Note: This blog post was updated in August 2023 to clarify the different kinds of repeats. I’ve changed what I was called a “threading” repeat to a “spacing” repeat to, perhaps, offer clarity on the two different kinds of repeats discussed here. In the earlier version of this post, the sett density in Fig 1 was miscalculated as 160%.

Spacing vs Structure Repeats

Achieving various threadings in the multi-heddle world involves spacing the ends a little differently than you may be used to. This may involve cramming the slots or skipping slots and holes. The crammed slotted ends allow you to thread a warp end through a hole in one heddle, then pass that end through the slot of another heddle(s), giving you control over each individual end. You can’t cram a hole and achieve control over each end.  To calculate the sett of a multi-heddle threading, you need to take this spacing into account. To do this, it is important to understand the difference between a spacing repeat and a structure repeat.

A repeat is the smallest common repeating sequence.

The spacing repeat is how the warp ends are spread among the slots and holes to provide enough ends to thread any given weave structure. If you thread 3 ends in a slot and 1 end in a hole you have 4 ends spread out among 2 spaces, one space being a slot and the other space being a hole. Ends crammed in slot can be threaded through a hole or a slot in another heddle giving you agency over each end and the ability to place them in the order needed. You just can’t thread an end in a hole in another heddle hole.

The structure repeat is how the ends are ordered to achieve a specific structure. Each heddle has a different spacing repeat, but the structure repeat doesn’t change. The spacing is in service of arranging the ends so that you achieve a certain structure.

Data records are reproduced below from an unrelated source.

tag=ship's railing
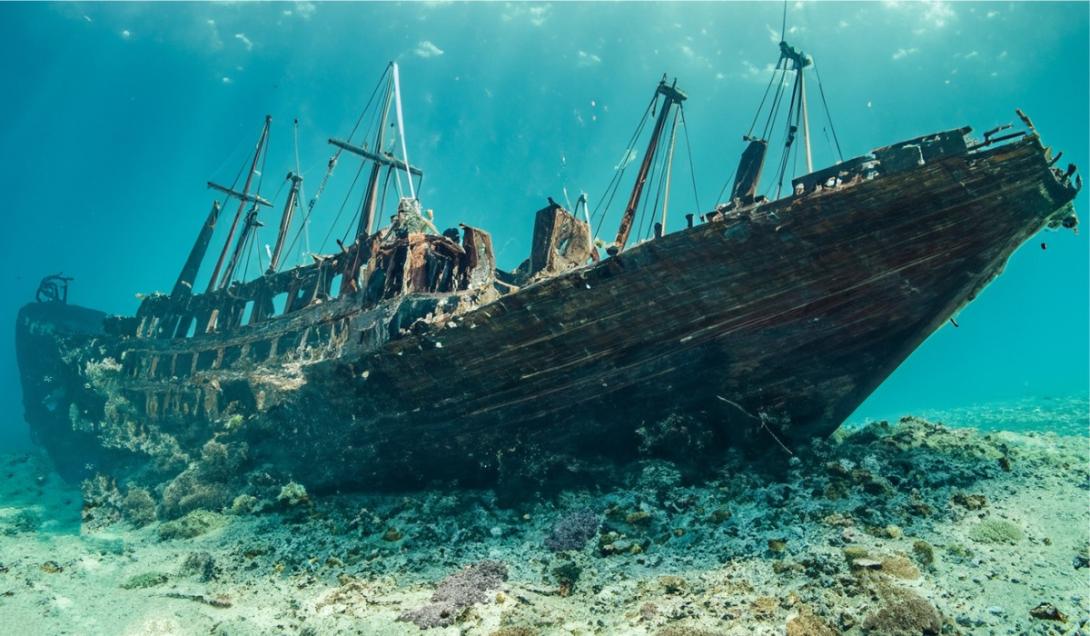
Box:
[130,226,495,346]
[791,127,971,195]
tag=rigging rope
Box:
[287,69,391,266]
[591,91,658,236]
[663,104,703,213]
[318,161,366,252]
[812,64,844,161]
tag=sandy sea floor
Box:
[0,398,1090,636]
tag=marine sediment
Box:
[0,400,1090,636]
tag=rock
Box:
[912,539,935,567]
[787,608,837,636]
[121,572,170,589]
[179,552,216,581]
[841,545,868,564]
[159,509,227,541]
[398,561,507,629]
[553,561,583,597]
[969,518,1025,543]
[709,508,731,525]
[41,561,64,574]
[227,494,258,515]
[276,481,311,507]
[121,487,157,528]
[950,492,988,511]
[863,589,943,636]
[1029,603,1067,623]
[545,509,602,552]
[876,555,920,579]
[658,575,686,595]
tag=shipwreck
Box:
[16,44,1081,508]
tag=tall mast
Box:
[170,201,219,300]
[219,203,265,289]
[266,172,303,274]
[799,58,814,175]
[606,75,688,255]
[662,110,681,229]
[390,62,416,200]
[779,41,814,172]
[208,115,273,291]
[355,74,396,237]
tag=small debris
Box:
[1029,603,1067,623]
[162,592,231,610]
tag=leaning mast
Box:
[606,75,688,256]
[208,115,273,291]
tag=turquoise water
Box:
[0,2,1090,447]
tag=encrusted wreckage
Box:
[16,45,1079,516]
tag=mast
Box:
[170,201,219,301]
[265,172,303,274]
[729,40,813,205]
[661,110,681,229]
[355,74,396,237]
[208,115,273,291]
[219,202,265,289]
[390,62,416,200]
[606,75,688,256]
[799,58,814,175]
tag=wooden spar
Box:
[208,181,273,207]
[656,110,681,238]
[266,172,303,274]
[606,77,688,255]
[355,80,396,237]
[170,201,219,301]
[329,139,424,177]
[208,115,273,291]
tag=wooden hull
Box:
[12,136,1075,488]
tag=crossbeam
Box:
[208,181,273,207]
[329,139,424,177]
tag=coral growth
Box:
[398,561,507,629]
[159,509,227,541]
[276,481,310,506]
[863,588,943,636]
[545,509,601,552]
[969,519,1025,543]
[121,487,156,528]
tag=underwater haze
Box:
[0,0,1090,636]
[0,2,1090,445]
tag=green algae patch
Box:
[121,572,170,589]
[159,511,227,541]
[969,519,1025,543]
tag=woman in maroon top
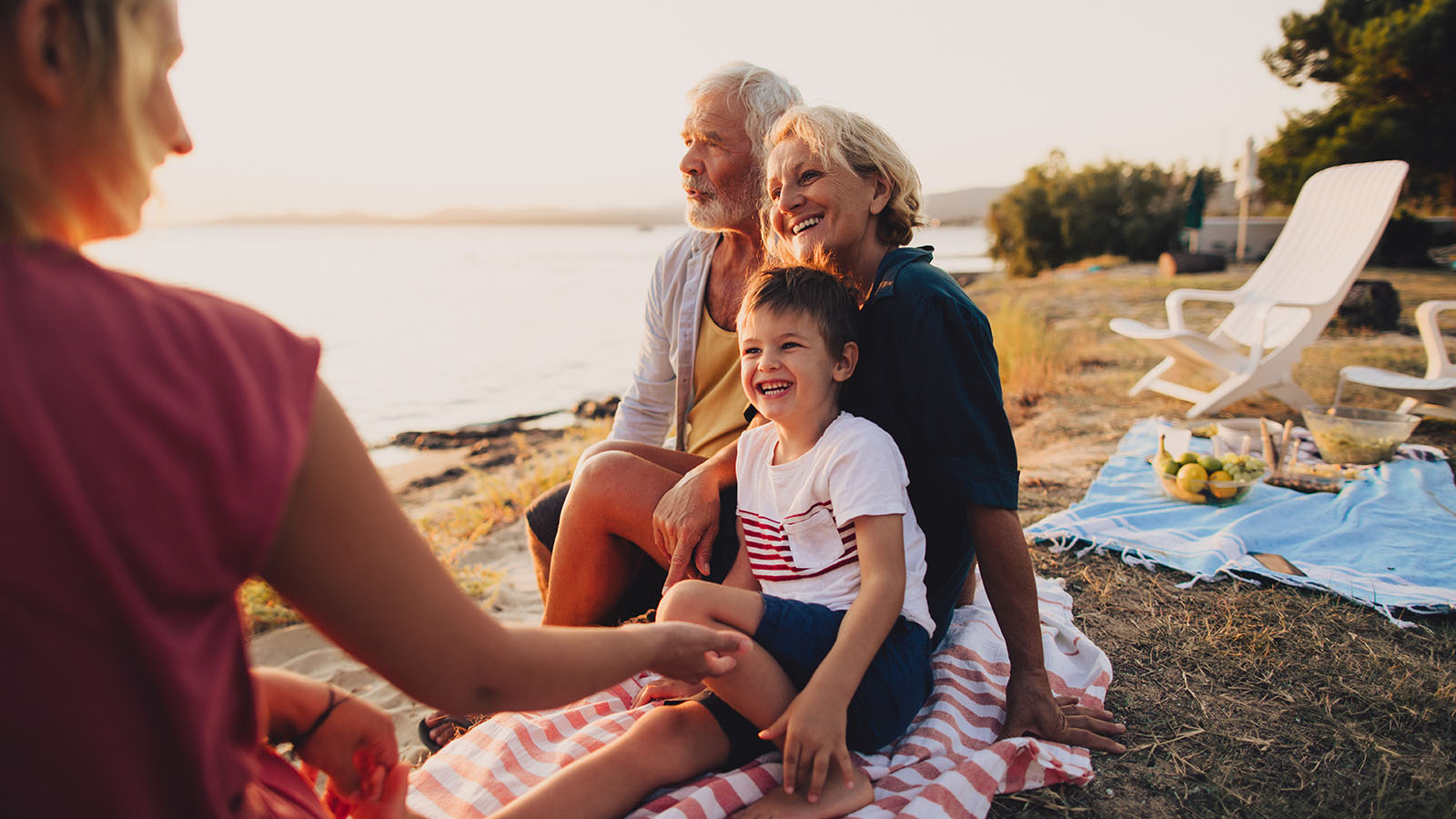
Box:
[0,0,744,819]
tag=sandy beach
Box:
[244,265,1456,819]
[250,421,591,765]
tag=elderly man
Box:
[420,63,803,748]
[526,63,803,623]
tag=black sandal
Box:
[420,711,490,753]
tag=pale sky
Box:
[151,0,1325,225]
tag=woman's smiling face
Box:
[767,136,884,262]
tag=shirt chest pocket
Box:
[784,509,844,570]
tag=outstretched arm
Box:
[966,504,1127,753]
[262,383,747,713]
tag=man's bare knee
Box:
[657,580,719,623]
[609,703,728,784]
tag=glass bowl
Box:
[1303,407,1421,463]
[1152,466,1269,506]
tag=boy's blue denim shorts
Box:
[697,594,932,771]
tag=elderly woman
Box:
[548,106,1124,752]
[0,0,744,819]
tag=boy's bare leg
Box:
[490,693,728,819]
[658,580,875,819]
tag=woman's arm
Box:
[759,514,905,802]
[262,385,747,713]
[252,667,399,803]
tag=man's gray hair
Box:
[687,61,804,167]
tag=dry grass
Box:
[981,296,1073,405]
[970,262,1456,819]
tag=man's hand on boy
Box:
[996,672,1127,753]
[759,683,854,803]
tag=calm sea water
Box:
[87,225,990,443]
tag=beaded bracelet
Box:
[286,685,354,752]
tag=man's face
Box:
[679,95,763,230]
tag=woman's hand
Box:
[634,622,753,682]
[759,683,854,803]
[294,696,399,803]
[996,672,1127,753]
[335,763,420,819]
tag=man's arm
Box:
[663,440,738,592]
[609,254,677,446]
[966,504,1127,753]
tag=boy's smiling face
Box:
[738,309,854,430]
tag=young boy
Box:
[497,268,935,817]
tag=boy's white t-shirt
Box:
[737,412,935,634]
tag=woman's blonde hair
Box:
[767,105,925,248]
[0,0,162,239]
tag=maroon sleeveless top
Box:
[0,242,322,817]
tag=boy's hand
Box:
[759,683,854,803]
[652,472,719,592]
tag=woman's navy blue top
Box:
[840,248,1019,645]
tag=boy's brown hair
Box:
[743,267,859,349]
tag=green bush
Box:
[987,152,1187,277]
[1370,208,1451,267]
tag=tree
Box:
[1259,0,1456,207]
[986,152,1187,277]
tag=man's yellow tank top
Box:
[687,303,748,458]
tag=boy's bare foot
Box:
[733,770,875,819]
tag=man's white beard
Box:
[686,175,763,230]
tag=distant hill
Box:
[220,188,1006,230]
[925,188,1007,225]
[220,204,682,225]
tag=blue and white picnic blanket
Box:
[1026,419,1456,627]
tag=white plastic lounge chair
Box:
[1340,296,1456,419]
[1109,160,1407,419]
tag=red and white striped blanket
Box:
[410,577,1112,819]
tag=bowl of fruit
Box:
[1152,437,1269,506]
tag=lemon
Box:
[1178,463,1208,494]
[1208,470,1239,499]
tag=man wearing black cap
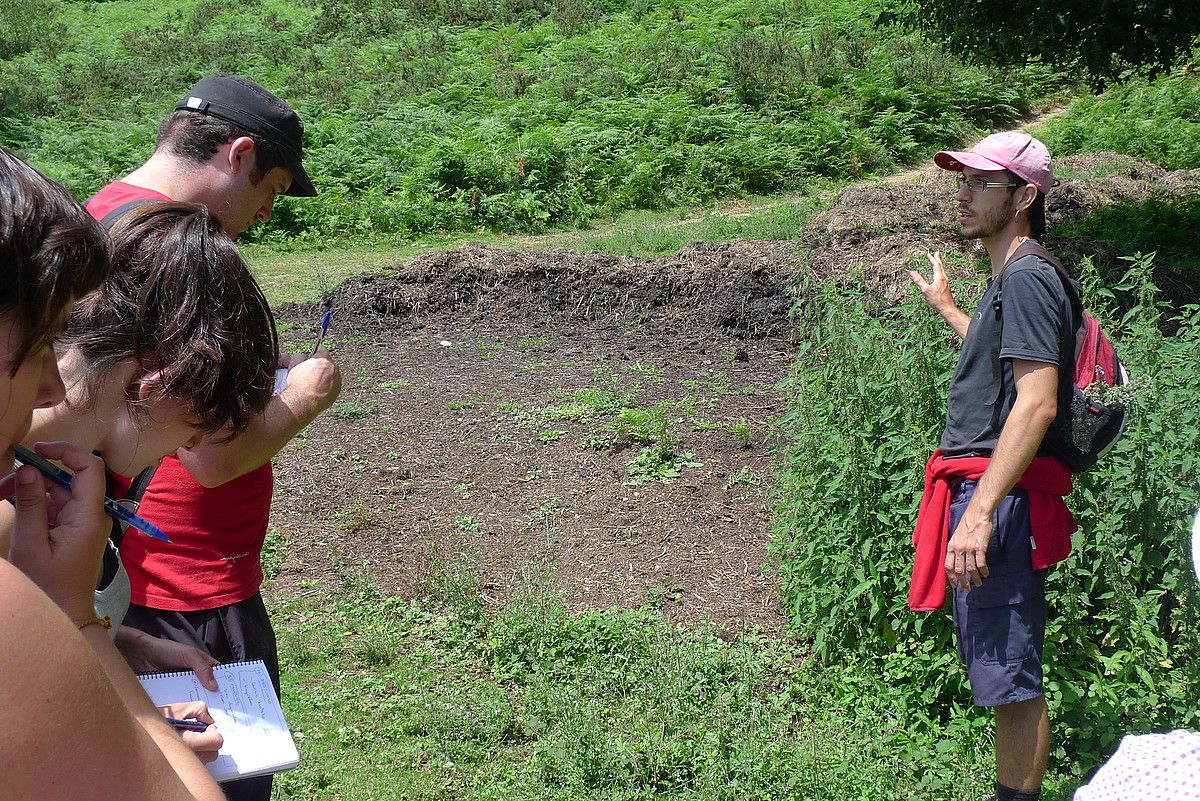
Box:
[88,73,341,801]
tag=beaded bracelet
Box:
[76,615,113,631]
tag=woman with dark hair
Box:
[0,147,223,801]
[17,203,278,671]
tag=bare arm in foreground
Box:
[0,444,224,801]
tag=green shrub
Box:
[1038,65,1200,169]
[773,257,1200,765]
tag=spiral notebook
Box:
[138,660,300,782]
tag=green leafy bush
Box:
[773,257,1200,765]
[1038,65,1200,169]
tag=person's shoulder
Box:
[1004,253,1058,281]
[85,181,170,219]
[1003,253,1066,295]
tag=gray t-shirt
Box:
[941,255,1074,457]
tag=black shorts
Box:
[949,481,1046,706]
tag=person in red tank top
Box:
[86,73,341,801]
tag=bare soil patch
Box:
[268,155,1200,632]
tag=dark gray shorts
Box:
[949,481,1046,706]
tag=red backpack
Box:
[992,240,1129,472]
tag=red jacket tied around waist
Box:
[908,451,1079,612]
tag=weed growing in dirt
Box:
[454,514,484,534]
[625,444,704,484]
[536,377,641,423]
[625,362,662,381]
[679,373,733,395]
[730,417,754,447]
[725,464,762,490]
[329,401,379,420]
[472,342,504,362]
[337,498,376,534]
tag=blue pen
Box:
[166,717,209,731]
[312,309,334,356]
[12,445,170,542]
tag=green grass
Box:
[242,189,825,304]
[272,566,1089,801]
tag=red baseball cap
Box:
[934,131,1058,193]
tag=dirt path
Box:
[268,145,1200,631]
[270,243,794,630]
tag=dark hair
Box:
[0,147,109,374]
[155,112,287,185]
[1028,192,1046,240]
[60,203,280,435]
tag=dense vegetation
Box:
[0,0,1062,242]
[774,257,1200,766]
[1039,68,1200,172]
[913,0,1200,83]
[278,565,1022,801]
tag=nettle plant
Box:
[772,255,1200,767]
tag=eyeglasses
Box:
[958,173,1025,194]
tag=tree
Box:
[911,0,1200,84]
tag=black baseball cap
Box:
[175,72,317,198]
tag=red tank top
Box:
[88,181,275,612]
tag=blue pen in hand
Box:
[166,717,209,731]
[12,445,170,542]
[312,309,334,356]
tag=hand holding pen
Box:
[0,442,109,621]
[13,445,170,542]
[158,701,224,763]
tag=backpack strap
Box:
[988,239,1084,419]
[96,464,158,588]
[84,195,162,230]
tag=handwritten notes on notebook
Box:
[138,660,300,782]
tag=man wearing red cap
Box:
[88,72,341,801]
[908,131,1075,801]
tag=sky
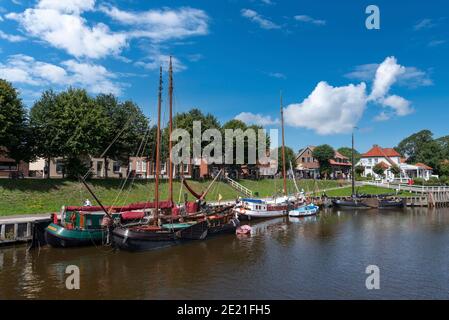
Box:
[0,0,449,152]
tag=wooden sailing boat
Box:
[112,63,208,251]
[234,94,302,220]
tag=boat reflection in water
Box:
[0,208,449,300]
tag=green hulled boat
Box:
[45,203,145,248]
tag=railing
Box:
[224,177,253,197]
[363,181,449,193]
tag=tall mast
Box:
[154,67,162,221]
[168,56,173,203]
[351,128,355,195]
[281,92,287,195]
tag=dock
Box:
[0,214,51,247]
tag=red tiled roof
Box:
[329,159,351,166]
[378,161,390,170]
[415,162,433,170]
[362,145,401,158]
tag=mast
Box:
[168,56,173,203]
[281,92,287,195]
[351,128,355,196]
[154,66,162,222]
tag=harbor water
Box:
[0,208,449,299]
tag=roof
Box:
[329,159,352,167]
[362,144,401,158]
[378,161,390,170]
[415,162,433,170]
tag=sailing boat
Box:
[332,127,405,209]
[112,63,208,251]
[234,95,302,220]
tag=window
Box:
[0,161,17,171]
[56,160,64,174]
[112,161,122,173]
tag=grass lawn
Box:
[318,186,415,197]
[0,179,341,216]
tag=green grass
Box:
[0,179,346,216]
[318,186,415,197]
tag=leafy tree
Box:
[312,144,335,177]
[30,90,60,178]
[354,166,365,176]
[396,130,433,163]
[390,165,401,176]
[373,163,385,176]
[277,146,296,173]
[337,147,360,165]
[95,94,148,178]
[0,79,35,164]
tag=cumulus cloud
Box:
[345,63,433,88]
[242,57,422,135]
[234,112,279,127]
[294,15,326,26]
[0,54,121,95]
[0,30,26,42]
[100,5,209,41]
[284,81,367,135]
[240,9,280,30]
[369,57,405,100]
[6,0,127,58]
[6,0,209,59]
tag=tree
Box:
[95,94,149,178]
[373,163,385,176]
[390,165,401,176]
[337,147,360,165]
[312,144,335,177]
[0,79,35,164]
[396,130,433,163]
[30,90,60,179]
[277,146,296,173]
[354,166,365,176]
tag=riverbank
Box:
[0,179,348,216]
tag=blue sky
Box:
[0,0,449,151]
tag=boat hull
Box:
[112,221,208,252]
[45,223,106,248]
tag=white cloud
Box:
[374,111,391,121]
[0,30,26,42]
[6,0,209,59]
[240,9,280,30]
[413,19,436,30]
[0,55,121,95]
[100,6,209,41]
[267,72,287,79]
[6,0,127,58]
[234,112,279,127]
[369,57,405,100]
[345,63,433,88]
[284,81,367,135]
[381,95,413,116]
[294,15,326,26]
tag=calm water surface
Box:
[0,208,449,299]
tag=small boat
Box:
[235,224,252,235]
[332,196,405,209]
[288,203,320,217]
[45,204,146,248]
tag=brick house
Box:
[296,146,352,179]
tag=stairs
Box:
[223,176,253,197]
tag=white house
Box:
[357,145,433,181]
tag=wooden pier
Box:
[0,214,50,247]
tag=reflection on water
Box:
[0,208,449,299]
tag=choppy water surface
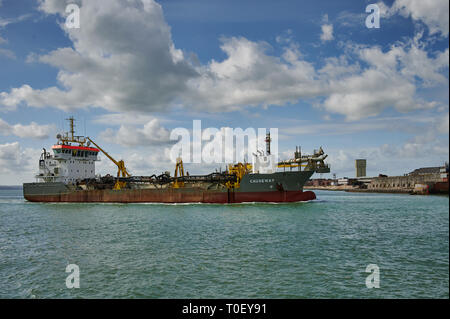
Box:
[0,190,449,298]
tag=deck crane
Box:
[86,137,131,190]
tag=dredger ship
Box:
[23,117,330,204]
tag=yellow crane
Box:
[86,137,131,190]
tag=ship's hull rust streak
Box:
[24,189,316,204]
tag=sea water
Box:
[0,189,449,298]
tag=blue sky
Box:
[0,0,449,184]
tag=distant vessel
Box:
[23,117,330,203]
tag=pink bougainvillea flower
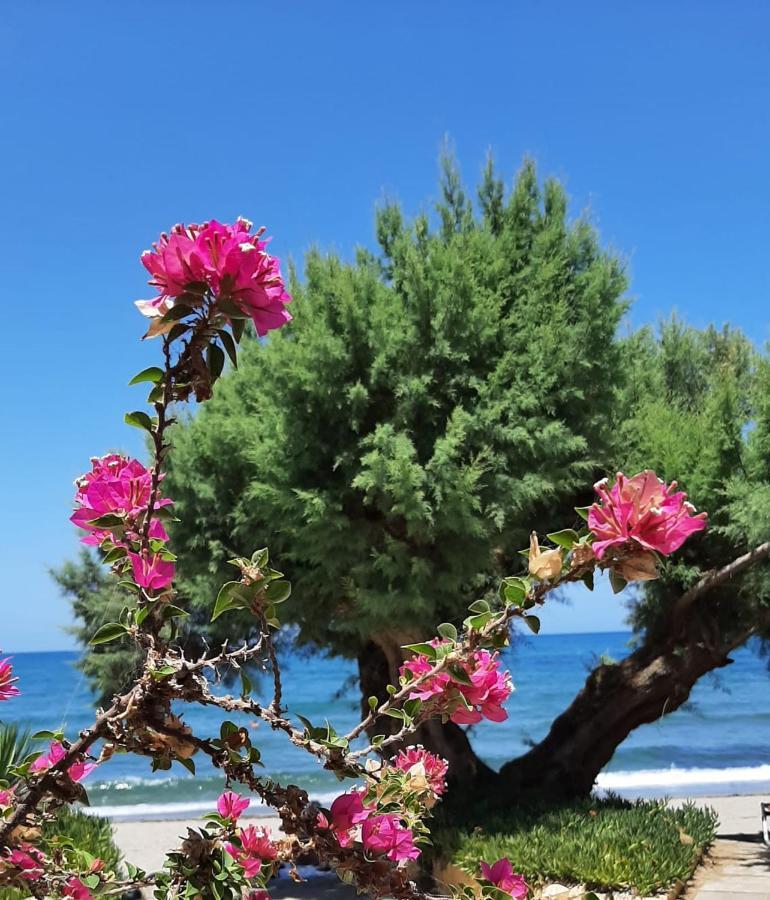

For instance, in Fig. 1, the back heddle spacing sequence repeated over and over again is 3 ends in a slot, 1 end in a hole, 1 end in a slot, 1 end in a hole, for a repeat of 6 ends over 4 spaces. These diagrams are oriented to be read from right to left, although you can thread them from either direction. See this blog post for more information about threading orientation.

Fig. 1 Point Twill on Three Heddles at 150% Density

For the shaft-loom weavers among us, think of this as how you would space your reed to achieve various setts. This is called “denting” because the slots in a shaft-loom reed are called “dents”. Rigid-heddle weavers, you don’t need to understand this to carry on.

This spacing repeat allows you to arrange the ends in a point twill order and have control over each individual end. Working from right to left the Heddle 1 Hole end (H1) is next to the Heddle 2 hole end (H2) end, which is next to the Heddle 3 Hole end (H3) which is next to a slot (S), then descend back through this sequence. Your structure repeat would be H1-H2-H3-S-H3-H2. This repeat is worked over 6 ends that are spaced differently in each heddle. If we assign numbers to these positions, it begins to look more like the sequences you see in shaft drafts, 1-2-3-4-3-2.

Sometimes spacing and structure repeats align in the front or back heddle and sometimes they don’t. This can be a function of if you are reading from right to left or left to right. I set up all these threading to be read right to left. Some repeats require a balance or a small portion of the spacing or structure repeat to evenly spread the structure repeat across the warp or to create the same interlacements at either edge. In the point-twill threadings I’ve provided as examples, I’ve included these balances, although we will save a discussion about balances for another blog post. I’ve also included slotted selvedges. (Hint, if there is a balance it is typically at the end of the threading so that gives you a clue to how the author set up the threading. This isn’t always the case as there are sometimes balances at the beginning and end.)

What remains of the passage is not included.